EKS + ALB Controller — Simple canary deployment for applications on AWS EKS

Sumanth Reddy
3 min readDec 10, 2022

This setup aims at demonstrating basic canary traffic split on EKS using AWS load balancer controller.

If you are not aware already, Services in Kubernetes is the mechanism which helps us to communicate with pods over network. We can use Node port and LoadBalancer service types for external communication ie., ability to expose pods for communication outside the cluster. Problem is core cloud controller spins up classic load balancer in AWS by default for LoadBalancer type and this doesn’t provide us ability to split traffic. Hence we will be using another open source project AWS Load Balancer controller for our goal of traffic splitting.

From project readme

AWS Load Balancer Controller is a controller to help manage Elastic Load Balancers for a Kubernetes cluster.

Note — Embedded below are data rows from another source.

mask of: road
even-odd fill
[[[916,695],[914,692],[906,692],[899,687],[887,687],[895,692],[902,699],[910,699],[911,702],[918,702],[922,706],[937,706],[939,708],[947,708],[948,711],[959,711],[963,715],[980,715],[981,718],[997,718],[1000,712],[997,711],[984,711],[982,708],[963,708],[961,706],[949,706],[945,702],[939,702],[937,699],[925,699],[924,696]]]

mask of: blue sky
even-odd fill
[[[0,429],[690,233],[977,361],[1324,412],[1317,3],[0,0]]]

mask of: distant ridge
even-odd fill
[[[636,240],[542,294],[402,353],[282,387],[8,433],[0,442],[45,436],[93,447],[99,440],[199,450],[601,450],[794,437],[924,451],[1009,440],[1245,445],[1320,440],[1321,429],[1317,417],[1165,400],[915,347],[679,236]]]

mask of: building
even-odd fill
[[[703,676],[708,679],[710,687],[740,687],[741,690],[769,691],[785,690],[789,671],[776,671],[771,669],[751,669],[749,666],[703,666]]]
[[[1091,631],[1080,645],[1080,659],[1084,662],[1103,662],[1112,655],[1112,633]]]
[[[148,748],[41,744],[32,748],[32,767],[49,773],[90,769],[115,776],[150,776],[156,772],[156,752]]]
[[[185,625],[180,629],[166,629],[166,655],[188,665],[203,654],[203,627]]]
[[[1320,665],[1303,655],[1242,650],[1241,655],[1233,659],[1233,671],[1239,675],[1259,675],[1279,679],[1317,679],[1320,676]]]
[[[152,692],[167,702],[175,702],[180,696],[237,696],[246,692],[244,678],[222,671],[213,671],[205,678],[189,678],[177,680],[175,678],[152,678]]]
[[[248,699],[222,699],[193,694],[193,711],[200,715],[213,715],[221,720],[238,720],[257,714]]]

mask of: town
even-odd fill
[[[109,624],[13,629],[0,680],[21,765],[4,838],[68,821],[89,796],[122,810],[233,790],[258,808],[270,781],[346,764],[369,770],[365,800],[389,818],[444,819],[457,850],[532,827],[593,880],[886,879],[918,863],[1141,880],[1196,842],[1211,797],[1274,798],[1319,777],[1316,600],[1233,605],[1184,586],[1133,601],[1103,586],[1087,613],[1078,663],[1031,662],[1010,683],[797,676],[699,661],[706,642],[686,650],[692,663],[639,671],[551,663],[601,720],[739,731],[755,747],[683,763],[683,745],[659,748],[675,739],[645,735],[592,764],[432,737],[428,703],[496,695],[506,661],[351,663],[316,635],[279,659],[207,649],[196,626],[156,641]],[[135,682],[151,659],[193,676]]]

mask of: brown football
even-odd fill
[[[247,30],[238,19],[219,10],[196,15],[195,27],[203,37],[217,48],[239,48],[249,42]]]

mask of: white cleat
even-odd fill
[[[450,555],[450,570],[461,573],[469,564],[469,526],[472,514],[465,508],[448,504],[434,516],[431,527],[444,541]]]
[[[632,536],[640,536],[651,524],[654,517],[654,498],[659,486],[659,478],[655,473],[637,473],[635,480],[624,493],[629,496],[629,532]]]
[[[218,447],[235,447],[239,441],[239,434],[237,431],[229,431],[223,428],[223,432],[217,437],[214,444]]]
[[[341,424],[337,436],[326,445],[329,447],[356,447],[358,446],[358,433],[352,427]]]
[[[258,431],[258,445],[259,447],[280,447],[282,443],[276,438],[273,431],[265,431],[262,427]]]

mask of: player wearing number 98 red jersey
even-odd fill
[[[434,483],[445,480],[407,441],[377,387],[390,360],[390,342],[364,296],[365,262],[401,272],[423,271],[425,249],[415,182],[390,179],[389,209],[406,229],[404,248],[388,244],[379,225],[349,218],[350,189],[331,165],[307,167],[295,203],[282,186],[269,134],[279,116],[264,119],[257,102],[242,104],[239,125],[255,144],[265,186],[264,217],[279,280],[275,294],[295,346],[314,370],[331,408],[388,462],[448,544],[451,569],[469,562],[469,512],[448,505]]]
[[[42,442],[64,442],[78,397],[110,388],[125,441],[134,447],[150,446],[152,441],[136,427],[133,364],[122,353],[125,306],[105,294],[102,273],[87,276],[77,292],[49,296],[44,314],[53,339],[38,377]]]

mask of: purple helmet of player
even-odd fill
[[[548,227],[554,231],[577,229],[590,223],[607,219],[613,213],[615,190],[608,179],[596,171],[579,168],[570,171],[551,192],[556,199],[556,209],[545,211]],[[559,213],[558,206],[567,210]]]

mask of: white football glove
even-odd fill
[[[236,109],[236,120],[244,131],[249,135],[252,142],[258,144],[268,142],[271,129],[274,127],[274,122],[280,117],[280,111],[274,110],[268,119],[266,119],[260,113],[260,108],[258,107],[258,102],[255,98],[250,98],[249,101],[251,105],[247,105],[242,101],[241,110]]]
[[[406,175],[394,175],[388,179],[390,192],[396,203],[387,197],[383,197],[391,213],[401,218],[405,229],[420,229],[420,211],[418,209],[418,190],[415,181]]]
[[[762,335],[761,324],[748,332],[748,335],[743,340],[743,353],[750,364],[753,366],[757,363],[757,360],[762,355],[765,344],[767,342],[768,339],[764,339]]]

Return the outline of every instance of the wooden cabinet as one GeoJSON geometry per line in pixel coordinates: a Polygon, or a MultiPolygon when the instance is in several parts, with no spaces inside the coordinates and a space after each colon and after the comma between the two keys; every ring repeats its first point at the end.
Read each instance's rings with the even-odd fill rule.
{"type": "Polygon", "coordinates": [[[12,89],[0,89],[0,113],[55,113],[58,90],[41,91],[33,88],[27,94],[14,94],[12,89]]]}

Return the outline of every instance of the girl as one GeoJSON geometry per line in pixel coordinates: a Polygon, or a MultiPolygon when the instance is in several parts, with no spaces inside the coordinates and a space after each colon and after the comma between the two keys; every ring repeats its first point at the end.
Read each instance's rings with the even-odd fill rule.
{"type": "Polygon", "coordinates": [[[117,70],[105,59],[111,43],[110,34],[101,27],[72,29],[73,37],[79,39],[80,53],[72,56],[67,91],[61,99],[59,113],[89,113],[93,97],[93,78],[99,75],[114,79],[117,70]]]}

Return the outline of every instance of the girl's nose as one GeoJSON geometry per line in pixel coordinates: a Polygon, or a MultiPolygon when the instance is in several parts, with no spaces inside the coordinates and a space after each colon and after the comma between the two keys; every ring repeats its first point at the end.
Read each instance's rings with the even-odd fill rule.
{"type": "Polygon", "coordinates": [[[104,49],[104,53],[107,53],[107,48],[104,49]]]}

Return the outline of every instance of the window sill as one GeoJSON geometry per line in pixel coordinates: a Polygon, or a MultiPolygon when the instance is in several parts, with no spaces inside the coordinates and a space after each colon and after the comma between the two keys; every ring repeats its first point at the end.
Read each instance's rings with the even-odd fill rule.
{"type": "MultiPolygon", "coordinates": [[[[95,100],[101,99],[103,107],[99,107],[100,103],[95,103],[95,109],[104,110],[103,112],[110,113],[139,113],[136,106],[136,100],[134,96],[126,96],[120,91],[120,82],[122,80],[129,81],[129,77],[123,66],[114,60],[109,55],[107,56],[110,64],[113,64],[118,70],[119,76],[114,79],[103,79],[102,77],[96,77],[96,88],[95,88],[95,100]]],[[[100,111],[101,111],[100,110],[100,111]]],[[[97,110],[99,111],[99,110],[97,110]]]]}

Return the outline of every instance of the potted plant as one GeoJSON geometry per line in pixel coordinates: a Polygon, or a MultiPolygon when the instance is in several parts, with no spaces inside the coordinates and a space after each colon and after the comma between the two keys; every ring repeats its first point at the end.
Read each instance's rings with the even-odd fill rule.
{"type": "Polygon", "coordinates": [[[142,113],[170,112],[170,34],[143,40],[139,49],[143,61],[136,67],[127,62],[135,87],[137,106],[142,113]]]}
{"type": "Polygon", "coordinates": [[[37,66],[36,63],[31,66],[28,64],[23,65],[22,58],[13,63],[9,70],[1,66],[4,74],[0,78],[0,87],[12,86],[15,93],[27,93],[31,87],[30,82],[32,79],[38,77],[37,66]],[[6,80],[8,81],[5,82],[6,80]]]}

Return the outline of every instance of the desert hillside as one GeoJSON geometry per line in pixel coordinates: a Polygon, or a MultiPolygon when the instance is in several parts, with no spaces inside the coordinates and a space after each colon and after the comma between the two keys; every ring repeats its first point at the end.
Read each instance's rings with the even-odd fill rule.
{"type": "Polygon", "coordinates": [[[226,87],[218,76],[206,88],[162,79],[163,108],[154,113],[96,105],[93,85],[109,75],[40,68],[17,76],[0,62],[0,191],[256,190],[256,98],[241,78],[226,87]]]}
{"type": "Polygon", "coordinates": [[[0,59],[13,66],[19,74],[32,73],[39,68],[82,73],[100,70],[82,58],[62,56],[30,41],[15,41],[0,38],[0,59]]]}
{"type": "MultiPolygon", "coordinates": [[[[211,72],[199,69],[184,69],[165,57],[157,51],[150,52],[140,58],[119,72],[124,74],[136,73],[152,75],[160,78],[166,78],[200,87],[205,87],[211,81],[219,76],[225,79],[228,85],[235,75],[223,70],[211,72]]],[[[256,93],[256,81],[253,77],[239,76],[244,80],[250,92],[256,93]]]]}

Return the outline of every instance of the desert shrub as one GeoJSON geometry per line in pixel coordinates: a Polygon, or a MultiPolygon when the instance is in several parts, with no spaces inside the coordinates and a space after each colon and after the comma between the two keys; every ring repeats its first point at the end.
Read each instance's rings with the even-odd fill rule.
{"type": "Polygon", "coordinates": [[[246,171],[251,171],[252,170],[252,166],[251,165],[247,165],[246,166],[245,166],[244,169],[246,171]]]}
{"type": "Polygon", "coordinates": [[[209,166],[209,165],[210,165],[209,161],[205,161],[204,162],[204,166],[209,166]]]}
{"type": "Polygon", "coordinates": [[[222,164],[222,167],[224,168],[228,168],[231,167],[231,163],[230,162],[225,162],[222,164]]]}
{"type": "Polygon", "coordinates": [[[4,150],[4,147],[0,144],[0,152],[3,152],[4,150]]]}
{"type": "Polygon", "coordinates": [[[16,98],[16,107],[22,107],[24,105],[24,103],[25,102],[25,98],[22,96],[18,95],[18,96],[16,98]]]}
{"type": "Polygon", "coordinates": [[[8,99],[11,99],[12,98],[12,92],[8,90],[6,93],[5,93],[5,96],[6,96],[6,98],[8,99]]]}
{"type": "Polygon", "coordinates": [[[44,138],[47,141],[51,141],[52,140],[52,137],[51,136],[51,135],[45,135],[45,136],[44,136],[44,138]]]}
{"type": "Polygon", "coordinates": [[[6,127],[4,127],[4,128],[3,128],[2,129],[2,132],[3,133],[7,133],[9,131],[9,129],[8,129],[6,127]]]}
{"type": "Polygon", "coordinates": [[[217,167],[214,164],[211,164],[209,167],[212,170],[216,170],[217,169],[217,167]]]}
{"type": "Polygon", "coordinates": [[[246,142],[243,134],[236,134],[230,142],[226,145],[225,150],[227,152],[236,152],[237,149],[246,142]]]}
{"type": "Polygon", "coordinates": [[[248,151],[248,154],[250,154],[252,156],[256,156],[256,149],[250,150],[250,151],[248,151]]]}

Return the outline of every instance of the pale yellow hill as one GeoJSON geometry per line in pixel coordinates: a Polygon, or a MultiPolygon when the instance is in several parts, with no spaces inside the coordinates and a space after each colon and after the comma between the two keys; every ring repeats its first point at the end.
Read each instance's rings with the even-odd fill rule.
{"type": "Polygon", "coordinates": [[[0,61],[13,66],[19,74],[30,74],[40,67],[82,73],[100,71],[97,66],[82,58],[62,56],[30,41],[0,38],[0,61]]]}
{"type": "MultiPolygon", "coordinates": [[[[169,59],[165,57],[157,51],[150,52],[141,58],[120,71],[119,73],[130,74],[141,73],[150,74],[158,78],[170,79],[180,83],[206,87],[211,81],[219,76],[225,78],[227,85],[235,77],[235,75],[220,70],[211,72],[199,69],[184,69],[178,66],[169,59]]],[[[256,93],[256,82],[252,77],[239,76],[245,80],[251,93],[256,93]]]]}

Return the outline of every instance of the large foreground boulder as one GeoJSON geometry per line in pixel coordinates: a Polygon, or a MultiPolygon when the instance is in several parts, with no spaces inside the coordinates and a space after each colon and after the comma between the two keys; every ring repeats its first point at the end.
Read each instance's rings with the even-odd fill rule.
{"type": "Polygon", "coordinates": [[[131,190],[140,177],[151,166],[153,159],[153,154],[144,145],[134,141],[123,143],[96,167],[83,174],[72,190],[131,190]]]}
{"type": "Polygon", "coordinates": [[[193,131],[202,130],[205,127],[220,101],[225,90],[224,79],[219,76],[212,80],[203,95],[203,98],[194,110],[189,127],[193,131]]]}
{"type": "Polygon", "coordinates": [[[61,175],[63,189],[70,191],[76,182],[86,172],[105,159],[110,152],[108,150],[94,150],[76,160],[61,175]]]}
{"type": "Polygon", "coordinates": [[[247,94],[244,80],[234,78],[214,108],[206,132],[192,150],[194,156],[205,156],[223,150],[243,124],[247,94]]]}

It satisfies Kubernetes Ingress resources by provisioning Application Load Balancers.

It satisfies Kubernetes Service resources by provisioning Network Load Balancers.

So the idea is simple — We create Ingress resource which creates Application load balancer which provides us with traffic split. We ensure there are two target groups — each pointing to one deployment (primary & canary)— and there is fixed traffic split between these two.

Installing AWS lb controller is out of scope for this article but the project has excellent docs for this.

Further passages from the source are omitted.